Management is rigorously adhering to their script ostensibly because it
has worked so well for them in the past. They are marginalizing and
trivializing us according to their time-worn plan. How, you ask? Let's
take their April 29 "offer." To be sure, it fails to recognize the four
cornerstones that form the basis of these negotiations for us: work
rules, scope, retirement security, and health care; but it is
unacceptable for a much more fundamental reason - the way it came to be.
It was never negotiated at the table. Management's employment attorney
has steadfastly and vigorously refused to discuss anything remotely
related to a dollar sign ($) with our legally enfranchised
representatives. He has gone so far as to pass management's first
several Section 5 (Traveling Expenses) proposals with blanks (______)
for the per diem amounts. When we took him to task on the blanks, he
responded with the values in the current Contract. When management
decided to bypass legitimate negotiations with this April 29 "offer"
they first bounced it around (we're told) amongst their "usual suspects"

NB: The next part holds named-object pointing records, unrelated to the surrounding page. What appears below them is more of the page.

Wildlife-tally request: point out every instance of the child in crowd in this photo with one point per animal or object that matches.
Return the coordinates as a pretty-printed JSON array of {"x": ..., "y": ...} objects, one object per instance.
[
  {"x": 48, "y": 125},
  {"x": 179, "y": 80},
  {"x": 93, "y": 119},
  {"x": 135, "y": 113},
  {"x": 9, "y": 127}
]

group of management hangers-on (then, after using these poor, deluded
souls to determine how low to make their "offer" they apparently lowered
it even more.). They "marginalized and trivialized" us by stiff-arming
our professional association (and therein us) and hand-selecting a
management-friendly group with whom to conduct their discussions. They
are loath to negotiate with us, so they carefully picked a group that
presumably would neither disagree with them, nor advocate for the
legitimacy of our demands. They disregarded the well-being and quality
of life of more than 4,000 of us, and prosecuted their profit motive
with a few, well-placed pilots who run no risk of the onerous schedules
the rest of us would like to address. Quasimo-No and friends.

It is actually very likely that management's cast in this direct
negotiations phase has no authority to offer improvements in at least
three of our cornerstone issues: scope, retirement security, and health
care. It is even questionable whether or not they can play in the part
of the sandbox where our work rules reside. What we're saying is that
there appears to be no chance of achieving the Agreement we all want if
we continue to willingly play a part in this charade. The adaptation
that is currently running is far removed from the original script as
envisioned in the Railway Labor Act (RLA), and it is management who has
taken the artistic license. We prefer the original RLA process because
it is designed to produce fair agreements. We will be true to that
original script. At any rate though, after more than 12 years of this
run of management's play, it is time we re-write the ending. We are and
have been well aware of our management's stratagem of No, but in
reality, we all know that there is No strategy that can overcome 4,200
pilots committed to a just cause. We - all 4,200 of us - are at the
center of our game plan. Yes, it is time we change the dynamic at the
table. There has never been a ratifiable Agreement generated by these
management persons through this process. We have been working closely
with the MEC and officers and we are developing other plans. We will
not be led down the primrose path again. You won't either. In the end,
4,200 pilots marching in lockstep will generate our leverage.